Now and again a story emerges that makes me smile, and brings a tear to my eye. This is one of them.
The last time they left their footprints in the sand together the beach was awash with blood.
Bill Betts and Clifford Baker were young men back then, storming ashore in the D-Day landings against a hail of mortar and machine-gun fire.
Separated when Bill was felled by enemy bullets, they each feared the other must surely have died.
Now, more than 67 years later, the pair have been reunited after a chance encounter at the same Normandy beach.
In a startling coincidence, the two men were separately revisiting Gold Beach at Arromanches in pilgrimages to remember those who never made it home in 1944.
When Bill signed the leather-bound remembrance book at the town’s D-Day museum, the name above his was Clifford Baker. He didn’t know it then, but the ink was almost still wet.
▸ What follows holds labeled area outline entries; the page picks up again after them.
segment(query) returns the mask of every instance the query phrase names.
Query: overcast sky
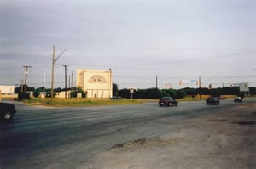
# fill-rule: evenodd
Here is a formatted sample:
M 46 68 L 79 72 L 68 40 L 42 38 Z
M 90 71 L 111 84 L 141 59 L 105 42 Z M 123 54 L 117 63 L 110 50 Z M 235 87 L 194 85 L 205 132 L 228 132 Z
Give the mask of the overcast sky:
M 64 87 L 76 69 L 113 70 L 119 89 L 256 87 L 255 0 L 0 0 L 0 85 Z M 67 79 L 68 79 L 67 76 Z M 75 80 L 74 80 L 75 81 Z

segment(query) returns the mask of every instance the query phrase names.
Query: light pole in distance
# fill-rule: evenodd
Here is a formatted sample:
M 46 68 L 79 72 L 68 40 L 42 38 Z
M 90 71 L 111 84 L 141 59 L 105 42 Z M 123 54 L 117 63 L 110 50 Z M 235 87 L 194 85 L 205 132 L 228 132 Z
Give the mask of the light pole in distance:
M 55 45 L 53 46 L 53 54 L 52 54 L 52 69 L 51 69 L 51 92 L 50 92 L 50 98 L 51 100 L 53 99 L 53 88 L 54 88 L 54 74 L 55 74 L 55 63 L 59 59 L 59 58 L 65 53 L 66 50 L 67 49 L 72 49 L 73 48 L 68 47 L 66 48 L 61 53 L 61 54 L 55 58 Z

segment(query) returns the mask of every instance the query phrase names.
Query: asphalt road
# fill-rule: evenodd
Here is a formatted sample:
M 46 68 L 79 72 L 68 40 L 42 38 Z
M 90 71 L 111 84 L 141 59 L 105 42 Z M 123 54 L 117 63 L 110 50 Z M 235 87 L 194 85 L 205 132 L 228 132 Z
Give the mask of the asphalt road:
M 158 138 L 178 130 L 186 119 L 218 114 L 236 106 L 205 101 L 159 107 L 134 105 L 49 108 L 15 102 L 12 122 L 0 123 L 1 168 L 77 168 L 112 147 L 132 140 Z

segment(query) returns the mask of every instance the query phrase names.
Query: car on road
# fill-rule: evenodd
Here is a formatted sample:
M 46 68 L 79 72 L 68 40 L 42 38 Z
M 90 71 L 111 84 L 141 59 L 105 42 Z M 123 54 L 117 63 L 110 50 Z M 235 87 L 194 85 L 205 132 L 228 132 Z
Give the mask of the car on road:
M 178 102 L 175 99 L 172 99 L 172 97 L 163 97 L 159 100 L 158 104 L 160 106 L 163 106 L 163 105 L 167 105 L 167 106 L 176 105 L 176 106 L 177 106 Z
M 234 98 L 234 102 L 242 102 L 242 99 L 241 97 Z
M 0 102 L 0 117 L 3 121 L 11 121 L 16 113 L 15 104 Z
M 121 96 L 113 96 L 110 99 L 124 99 Z
M 207 104 L 219 105 L 219 100 L 218 97 L 209 97 L 206 99 Z

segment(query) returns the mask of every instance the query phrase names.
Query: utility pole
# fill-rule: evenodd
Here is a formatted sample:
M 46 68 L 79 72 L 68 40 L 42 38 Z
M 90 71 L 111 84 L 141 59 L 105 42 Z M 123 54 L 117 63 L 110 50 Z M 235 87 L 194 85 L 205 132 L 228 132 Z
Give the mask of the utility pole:
M 199 93 L 199 99 L 201 99 L 201 76 L 199 76 L 199 90 L 198 90 L 198 93 Z
M 157 76 L 156 76 L 156 77 L 155 77 L 155 88 L 157 89 L 157 83 L 158 83 L 158 82 L 157 82 Z
M 72 70 L 72 74 L 71 74 L 71 94 L 70 94 L 70 98 L 72 98 L 72 93 L 73 93 L 73 70 Z
M 26 91 L 26 78 L 27 78 L 27 69 L 31 68 L 32 66 L 30 65 L 23 65 L 23 67 L 25 68 L 25 85 L 24 85 L 24 92 Z
M 57 56 L 55 58 L 55 45 L 53 46 L 53 54 L 52 54 L 52 69 L 51 69 L 51 93 L 50 93 L 50 98 L 51 98 L 51 101 L 53 99 L 53 92 L 54 92 L 54 79 L 55 79 L 55 63 L 59 59 L 59 58 L 64 54 L 64 52 L 67 49 L 72 49 L 73 48 L 68 47 L 66 48 L 59 56 Z
M 65 70 L 65 99 L 67 99 L 67 65 L 63 65 L 64 66 L 64 70 Z

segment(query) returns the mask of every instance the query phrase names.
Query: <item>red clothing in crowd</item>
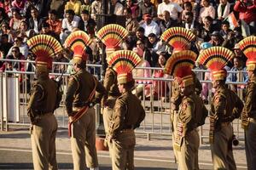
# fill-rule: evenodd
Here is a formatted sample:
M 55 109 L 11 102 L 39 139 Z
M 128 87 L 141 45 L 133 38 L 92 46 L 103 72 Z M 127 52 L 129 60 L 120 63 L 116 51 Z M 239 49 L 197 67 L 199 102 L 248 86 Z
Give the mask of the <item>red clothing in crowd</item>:
M 246 23 L 249 24 L 256 21 L 256 0 L 253 0 L 253 4 L 247 6 L 247 2 L 241 3 L 236 1 L 234 6 L 234 10 L 239 12 L 239 19 L 243 20 Z

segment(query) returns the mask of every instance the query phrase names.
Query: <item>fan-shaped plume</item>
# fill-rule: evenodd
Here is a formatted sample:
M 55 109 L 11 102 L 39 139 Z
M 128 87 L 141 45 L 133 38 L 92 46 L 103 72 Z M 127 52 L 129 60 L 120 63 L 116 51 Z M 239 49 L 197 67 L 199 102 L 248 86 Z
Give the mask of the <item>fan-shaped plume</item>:
M 196 56 L 189 50 L 175 53 L 166 61 L 164 72 L 178 77 L 190 75 Z
M 89 35 L 83 31 L 72 32 L 65 41 L 64 47 L 70 48 L 74 53 L 84 52 L 86 46 L 91 43 Z
M 101 28 L 96 36 L 108 48 L 118 47 L 128 35 L 128 31 L 117 24 L 109 24 Z
M 195 34 L 183 27 L 172 27 L 164 31 L 161 39 L 169 43 L 173 48 L 188 49 L 188 46 L 193 39 Z
M 198 56 L 197 62 L 211 71 L 223 69 L 234 57 L 232 51 L 223 47 L 212 47 L 204 50 Z
M 61 43 L 53 37 L 38 35 L 26 42 L 30 51 L 37 57 L 55 57 L 62 50 Z
M 256 60 L 256 37 L 250 36 L 239 42 L 240 49 L 250 60 Z
M 118 74 L 131 72 L 142 59 L 130 50 L 119 50 L 113 53 L 108 58 L 108 64 L 112 66 Z

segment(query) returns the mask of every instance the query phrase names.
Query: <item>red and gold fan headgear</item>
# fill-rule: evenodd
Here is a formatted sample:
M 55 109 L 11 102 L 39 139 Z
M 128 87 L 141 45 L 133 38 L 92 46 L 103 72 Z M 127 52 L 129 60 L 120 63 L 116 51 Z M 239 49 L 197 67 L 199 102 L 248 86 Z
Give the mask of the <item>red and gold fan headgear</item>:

‘I couldn’t believe my eyes when I saw his name but there it was in black and white,’ said Bill, 88. ‘I’d just been given a commemorative medal by the Mayor of Arromanches so I asked her when Mr Baker had been into the museum. She said it was only 20 minutes before and that his coach was now boarding in the car park. I decided I had to take the chance to catch him.’
Bill scoured the car park in search of his missing friend. Meanwhile the mayor frantically gave an order for departing coaches to be stopped.
Then, to cheers and applause, Clifford came down the steps – and into the embrace of the comrade he was forced to leave behind all those years ago.
There's more at the link.
I defy anyone with even half a heart not to be touched by that story!
Peter
5 comments:
That's just amazing. The experience of meeting USS Arizona survivors at Pearl Harbor last year left me in tears, and now I've got something in my eyes again.
Events like this make this world very small.
Wonderful story. Thanks for posting it, Peter.
The irony of location is stunning. Call it Karma. Thank you!!
Damn, that would make a divorce lawyer cry.